30,000 Wildflowers - Sage Hill Counseling

I didn’t want to plant my wildflowers this year.

For years I’ve bought a sack of 30,000 wildflower seeds in early February and then guerilla garden them like Johnny Appleseed on any patch of ground needing beauty. This year I bought my seeds around the New Year. I sought them out specifically because they are supposed to attract a particular species of hummingbird that I always wanted to see in person.

I stowed them in the trunk of my car and planned on scattering them in a section of forgotten dirt behind my office window. I couldn’t wait for bland and dusty to get transformed to wild and zesty. I imagined savoring the mischief and enjoying comments from my observant co-workers.
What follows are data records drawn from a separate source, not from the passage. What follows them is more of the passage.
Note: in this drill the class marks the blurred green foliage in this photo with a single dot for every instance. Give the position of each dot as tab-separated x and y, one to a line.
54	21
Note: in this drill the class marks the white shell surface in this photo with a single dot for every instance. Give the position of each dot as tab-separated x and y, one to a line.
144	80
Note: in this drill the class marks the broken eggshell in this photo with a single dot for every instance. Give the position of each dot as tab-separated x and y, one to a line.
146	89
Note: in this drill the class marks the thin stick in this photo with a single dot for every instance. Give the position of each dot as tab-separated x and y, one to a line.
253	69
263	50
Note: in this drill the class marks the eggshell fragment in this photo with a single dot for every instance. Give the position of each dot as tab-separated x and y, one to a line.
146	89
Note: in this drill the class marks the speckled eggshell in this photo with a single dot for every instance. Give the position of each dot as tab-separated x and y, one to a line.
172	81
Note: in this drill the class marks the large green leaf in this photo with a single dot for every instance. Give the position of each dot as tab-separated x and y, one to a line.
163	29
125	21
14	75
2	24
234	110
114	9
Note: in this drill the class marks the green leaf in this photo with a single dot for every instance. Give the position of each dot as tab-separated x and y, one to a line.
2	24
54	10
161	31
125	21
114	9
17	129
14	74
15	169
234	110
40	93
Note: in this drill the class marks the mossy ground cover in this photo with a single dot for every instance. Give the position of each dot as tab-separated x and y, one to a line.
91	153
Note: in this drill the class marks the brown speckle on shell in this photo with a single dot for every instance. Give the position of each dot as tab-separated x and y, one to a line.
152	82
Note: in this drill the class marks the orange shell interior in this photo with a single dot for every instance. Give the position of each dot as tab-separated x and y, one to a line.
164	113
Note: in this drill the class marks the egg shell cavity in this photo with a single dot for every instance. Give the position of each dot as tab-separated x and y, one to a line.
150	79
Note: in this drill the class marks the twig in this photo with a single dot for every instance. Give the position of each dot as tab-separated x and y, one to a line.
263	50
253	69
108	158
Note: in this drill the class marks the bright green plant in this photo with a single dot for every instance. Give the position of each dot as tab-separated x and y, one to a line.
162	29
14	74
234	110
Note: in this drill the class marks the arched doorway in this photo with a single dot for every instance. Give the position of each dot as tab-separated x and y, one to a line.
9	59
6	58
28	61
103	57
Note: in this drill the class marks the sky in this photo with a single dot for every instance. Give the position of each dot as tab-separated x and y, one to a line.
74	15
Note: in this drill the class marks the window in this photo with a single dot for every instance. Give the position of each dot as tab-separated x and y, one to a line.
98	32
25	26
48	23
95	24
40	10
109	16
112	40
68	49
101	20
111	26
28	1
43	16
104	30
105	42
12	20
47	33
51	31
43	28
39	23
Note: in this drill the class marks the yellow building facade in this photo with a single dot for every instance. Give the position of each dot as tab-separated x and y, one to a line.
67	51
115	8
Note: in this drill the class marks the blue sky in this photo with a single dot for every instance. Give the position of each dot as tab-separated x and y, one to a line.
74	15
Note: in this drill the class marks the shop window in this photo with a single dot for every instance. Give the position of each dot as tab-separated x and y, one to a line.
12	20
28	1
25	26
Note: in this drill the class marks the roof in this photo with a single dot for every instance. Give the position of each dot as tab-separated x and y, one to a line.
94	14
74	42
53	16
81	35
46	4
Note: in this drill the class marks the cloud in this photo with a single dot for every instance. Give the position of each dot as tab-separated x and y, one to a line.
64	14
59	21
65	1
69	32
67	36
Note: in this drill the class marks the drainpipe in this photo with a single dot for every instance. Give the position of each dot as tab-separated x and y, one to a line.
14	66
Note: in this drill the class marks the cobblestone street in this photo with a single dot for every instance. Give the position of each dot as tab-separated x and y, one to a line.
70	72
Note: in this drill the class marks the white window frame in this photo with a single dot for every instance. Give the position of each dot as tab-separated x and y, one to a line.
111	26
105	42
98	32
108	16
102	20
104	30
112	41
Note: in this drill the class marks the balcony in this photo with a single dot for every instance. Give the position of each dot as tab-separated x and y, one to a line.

Then the world started to erode around me. A family member lost their job. I had to start wearing gloves to the grocery store and things that were reliable all my life were no longer trustworthy. It felt like the manual I’ve pieced together on “How to Live” got drastically revised, and I didn’t get the updated sections. And throughout it all I just kept thinking about those seeds, still in my trunk.

The first few weeks I subverted the issue by being prudent. I didn’t even know if I would be in my office to see the blooms, so I might as well save them. The next few weeks I told myself I’d be better off without them. After all, it’s just another thing to look after in such a turbulent time. As these half-truths were held and set aside I finally started to move into the land that I’m always reluctant to visit…

Sadness. Grief. Loss. Heartache.

The feelings beneath my anger and my fear. The ones that feel so much more than the heat of my rage, and the ones I’m struggling to hold even now as I type this.

I love laughter, mirth, mischief and silliness. I can make most people chuckle and a select few spit out their drinks. As a young man I never questioned that, like I never questioned my ability to sit with people in pain. And I never considered that the two might be connected.

As the years ticked on I awakened to the truth that my joy, my laughter, and my zeal had counterweights in my heart. My joy knew my sadness, my laughter knew my pain, and my zeal knew my stillness. God didn’t screw up in my design. I was beautifully and wonderfully made. But, believing that doesn’t make feeling sadness any less arduous. It feels so grown up, so mature. I always feel that I’m not the right man for the job when it comes to sadness, even though I’ve known so much of it.

So here I am with my sadness, allowing it to happen. Feels like I’m eight years old looking for Mom, like I’m thirteen years old needing Dad. In this moment it’s accentuating the pain of this life in high definition. It’s that hunger behind my heart and the worry I might be tearful at an “inopportune” time. It’s the tension of wanting to cry out and the fear of not being heard.

It’s just awful…

…and it’s so necessary.

It’s the messenger that will wait years for my attention, patiently and calmly. Some messages of grief have become so old on the doorstep of my heart that they forgot the content, but unfortunately still look the same. Today I know that I must struggle to feel them. I must let them in. For grief isn’t here to tear up my life and cause wreckage. It’s the gentle caregiver that sits with me in my tears, holds me in my weakness and heals my heart to hold hope again.

It’s my grief – my terrible, awful and majestic grief – that allowed me to get my sack of wild beauty out my trunk and scatter it over the ground. It’s my sadness that reignited my hope to see a hummingbird I’ve never seen in person.

So for this moment I’ll feel my sadness. I’ll live with the tension that feeling this might cause me to live outside of my pre-approved parameters. I’ll bear the burden that my sadness might reveal a need. I’ll let go and grieve. And, hopefully, I’ll watch those wildflowers grow and finally see that hummingbird.